Repeating longstanding demands that deliveries resume immediately, Commission President Jose Manuel Barroso called it “completely unacceptable” that Europe had been “taken hostage” by what the commission had initially insisted on calling a “bilateral commercial dispute.”
But if Europe felt like it was taken hostage, it should not have felt it was taken by surprise. This was almost an exact replay of January 2006, when Russia stopped the flow of gas through Ukraine for three days. EU leaders at that time rushed to declare the necessity of lessening Europe’s dependence on any single provider (code for “Russia”) or transit country. A plan released by the commission two months later, in March 2006, highlighted ways to create “sustainable, competitive and secure” energy supplies.
Chief among the recommendations were increased diversification of both supply and transit routes, which were then, as now, dominated by Russia and Ukraine, respectively. The proposal also recommended building up national stockpiles and improving coordination as well as pipeline connectivity between member states.
“We depend on external sources for 50 percent of our energy needs,” lamented Barroso at the time. “We have to do something about this and we have to do it now.”
More than two-and-a-half years later, in November 2008, the commission released — and the EU approved — another version of an energy plan, again highlighting the basically unchanged need for diversification and improvement of the interconnection of EU electricity and gas networks.
But this should not give the impression that today’s heat-free helplessness is due entirely to a lack of planning. On the contrary, there are several new alternative-pipeline projects that have been drawn up, but the three major ones — Nord Stream, South Stream and Nabucco — have all run into funding problems. And there’s another now-glaring problem: Gazprom is a major partner in both the Nord Stream and South Stream routes, which envision carrying Russian gas directly to European countries without the involvement of Ukraine. Ukraine, meanwhile, has come up with White Stream, which would likewise provide gas to the EU without using Russia as a source.
But the current crisis may have finally turned the EU against both Moscow and Kiev as energy partners. “How could we ever trust either of them again?” said one commission official who spoke on background.
The official said Nabucco, by comparison, will be looking more and more attractive, with a range of potential suppliers and routing through Turkey.

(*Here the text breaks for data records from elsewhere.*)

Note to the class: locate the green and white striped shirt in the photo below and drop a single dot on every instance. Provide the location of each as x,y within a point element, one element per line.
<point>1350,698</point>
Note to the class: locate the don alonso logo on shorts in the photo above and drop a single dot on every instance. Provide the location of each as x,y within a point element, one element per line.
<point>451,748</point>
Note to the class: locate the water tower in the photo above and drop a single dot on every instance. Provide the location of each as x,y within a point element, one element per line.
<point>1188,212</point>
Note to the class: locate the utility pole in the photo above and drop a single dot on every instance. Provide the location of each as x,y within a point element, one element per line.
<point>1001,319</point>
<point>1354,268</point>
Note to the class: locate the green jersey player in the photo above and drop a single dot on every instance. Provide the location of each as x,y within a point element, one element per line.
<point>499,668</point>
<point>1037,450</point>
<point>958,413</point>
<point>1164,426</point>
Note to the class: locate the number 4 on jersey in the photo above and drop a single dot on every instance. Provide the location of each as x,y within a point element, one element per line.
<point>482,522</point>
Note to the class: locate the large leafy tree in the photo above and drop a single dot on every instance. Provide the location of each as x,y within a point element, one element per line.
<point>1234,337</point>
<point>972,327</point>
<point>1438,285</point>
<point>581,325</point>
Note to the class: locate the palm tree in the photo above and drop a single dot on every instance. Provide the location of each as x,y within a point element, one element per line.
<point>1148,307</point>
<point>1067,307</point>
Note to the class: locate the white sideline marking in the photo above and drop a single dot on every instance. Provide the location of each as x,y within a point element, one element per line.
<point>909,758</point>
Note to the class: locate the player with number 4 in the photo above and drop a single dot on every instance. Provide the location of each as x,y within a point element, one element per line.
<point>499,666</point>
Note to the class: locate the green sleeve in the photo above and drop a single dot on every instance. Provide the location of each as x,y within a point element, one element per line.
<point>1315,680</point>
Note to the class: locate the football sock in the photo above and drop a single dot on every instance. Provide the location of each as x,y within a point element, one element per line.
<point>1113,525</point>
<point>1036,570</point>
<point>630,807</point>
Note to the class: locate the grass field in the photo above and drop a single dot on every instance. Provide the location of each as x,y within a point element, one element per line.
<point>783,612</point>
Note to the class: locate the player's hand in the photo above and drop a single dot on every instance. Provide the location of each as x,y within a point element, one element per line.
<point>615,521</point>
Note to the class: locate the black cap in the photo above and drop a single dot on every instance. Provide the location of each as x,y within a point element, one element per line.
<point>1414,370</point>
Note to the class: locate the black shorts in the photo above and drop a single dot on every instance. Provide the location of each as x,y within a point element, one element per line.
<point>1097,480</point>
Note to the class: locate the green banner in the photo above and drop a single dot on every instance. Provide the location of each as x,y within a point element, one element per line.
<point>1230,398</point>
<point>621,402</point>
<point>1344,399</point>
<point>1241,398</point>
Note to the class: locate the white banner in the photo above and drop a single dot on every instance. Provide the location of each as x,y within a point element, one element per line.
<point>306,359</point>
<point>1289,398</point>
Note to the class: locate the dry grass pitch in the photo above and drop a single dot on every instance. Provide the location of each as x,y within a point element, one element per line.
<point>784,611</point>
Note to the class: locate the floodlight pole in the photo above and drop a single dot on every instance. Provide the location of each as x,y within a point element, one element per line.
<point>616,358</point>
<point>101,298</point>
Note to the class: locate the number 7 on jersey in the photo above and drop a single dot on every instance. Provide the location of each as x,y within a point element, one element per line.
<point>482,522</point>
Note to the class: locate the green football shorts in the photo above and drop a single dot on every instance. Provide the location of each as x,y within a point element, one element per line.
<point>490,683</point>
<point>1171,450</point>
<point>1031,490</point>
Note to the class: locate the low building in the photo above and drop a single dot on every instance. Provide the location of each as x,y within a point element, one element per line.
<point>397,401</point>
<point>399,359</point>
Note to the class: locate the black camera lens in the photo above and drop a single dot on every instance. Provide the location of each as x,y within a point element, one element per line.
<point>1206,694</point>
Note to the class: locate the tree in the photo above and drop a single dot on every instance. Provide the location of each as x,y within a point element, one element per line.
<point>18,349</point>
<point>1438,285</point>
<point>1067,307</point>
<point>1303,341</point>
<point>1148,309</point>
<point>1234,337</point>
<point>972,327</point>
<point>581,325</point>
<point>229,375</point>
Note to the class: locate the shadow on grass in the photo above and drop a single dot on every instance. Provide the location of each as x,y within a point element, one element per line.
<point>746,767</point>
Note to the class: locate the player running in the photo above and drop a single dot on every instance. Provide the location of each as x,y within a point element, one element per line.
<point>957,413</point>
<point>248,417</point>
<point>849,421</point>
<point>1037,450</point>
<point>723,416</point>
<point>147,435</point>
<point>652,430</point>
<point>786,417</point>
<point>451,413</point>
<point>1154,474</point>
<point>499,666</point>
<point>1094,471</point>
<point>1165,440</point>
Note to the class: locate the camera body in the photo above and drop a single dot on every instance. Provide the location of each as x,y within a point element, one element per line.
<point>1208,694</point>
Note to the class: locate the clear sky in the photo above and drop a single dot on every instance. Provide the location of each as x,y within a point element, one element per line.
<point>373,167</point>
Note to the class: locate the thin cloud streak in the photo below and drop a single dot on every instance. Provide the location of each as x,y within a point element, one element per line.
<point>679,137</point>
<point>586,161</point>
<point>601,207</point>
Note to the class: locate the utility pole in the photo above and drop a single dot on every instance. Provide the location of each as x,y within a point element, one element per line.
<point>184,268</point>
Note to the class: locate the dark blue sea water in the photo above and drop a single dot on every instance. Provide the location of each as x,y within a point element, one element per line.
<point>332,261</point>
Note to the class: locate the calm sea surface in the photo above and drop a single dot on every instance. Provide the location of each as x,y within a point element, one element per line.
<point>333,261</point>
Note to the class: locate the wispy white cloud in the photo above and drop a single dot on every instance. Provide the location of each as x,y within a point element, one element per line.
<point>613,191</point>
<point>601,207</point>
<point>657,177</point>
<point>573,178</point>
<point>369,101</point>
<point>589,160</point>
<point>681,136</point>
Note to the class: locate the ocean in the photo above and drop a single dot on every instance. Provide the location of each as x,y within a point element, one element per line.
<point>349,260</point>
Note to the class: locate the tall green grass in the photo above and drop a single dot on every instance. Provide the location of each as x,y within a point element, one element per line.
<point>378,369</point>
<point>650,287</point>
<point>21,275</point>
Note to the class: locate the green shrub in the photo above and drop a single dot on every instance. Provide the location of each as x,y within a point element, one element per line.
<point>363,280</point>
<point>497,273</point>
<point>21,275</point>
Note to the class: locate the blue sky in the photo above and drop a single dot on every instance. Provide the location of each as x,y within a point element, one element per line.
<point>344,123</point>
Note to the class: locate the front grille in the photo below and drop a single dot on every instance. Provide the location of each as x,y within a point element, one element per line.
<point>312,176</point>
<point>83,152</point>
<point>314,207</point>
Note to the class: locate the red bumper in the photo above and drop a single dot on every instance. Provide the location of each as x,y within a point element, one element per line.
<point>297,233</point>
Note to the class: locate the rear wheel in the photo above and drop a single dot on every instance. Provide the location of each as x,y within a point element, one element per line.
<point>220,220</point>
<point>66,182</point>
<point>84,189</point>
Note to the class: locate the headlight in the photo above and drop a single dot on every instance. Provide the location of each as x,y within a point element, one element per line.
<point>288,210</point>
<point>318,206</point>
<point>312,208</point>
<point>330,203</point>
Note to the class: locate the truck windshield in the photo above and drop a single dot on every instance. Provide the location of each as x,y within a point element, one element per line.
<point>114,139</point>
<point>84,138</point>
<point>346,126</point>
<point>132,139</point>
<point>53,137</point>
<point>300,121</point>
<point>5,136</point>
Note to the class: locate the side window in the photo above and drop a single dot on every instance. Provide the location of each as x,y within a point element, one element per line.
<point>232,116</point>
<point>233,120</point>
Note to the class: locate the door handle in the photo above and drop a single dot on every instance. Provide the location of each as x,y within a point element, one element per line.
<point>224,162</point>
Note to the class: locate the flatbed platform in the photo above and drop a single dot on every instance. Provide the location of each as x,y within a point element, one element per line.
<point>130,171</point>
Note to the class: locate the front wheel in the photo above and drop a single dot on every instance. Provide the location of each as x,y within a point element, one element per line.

The Czech presidency had already announced that bringing Nabucco closer to reality would be a priority of its term.
That ambition is likely to meet with new and renewed support from other EU institutions.
At a public hearing on the crisis, Bulgarian member of Parliament Vladko Panayotov spoke of dire conditions in his country. “You’ve got children dying — women having problems giving birth,” Panayatov told the panel. “The situation is reminiscent of the siege of Stalingrad!”
“Russians play this game with the weakest possible cards,” said Polish MEP Konrad Szymanski, “and they win!” He warned that if the situation is not rectified immediately, “we will come back next winter and the next next winter with the same problem, the same headache and with the same weakness as today.”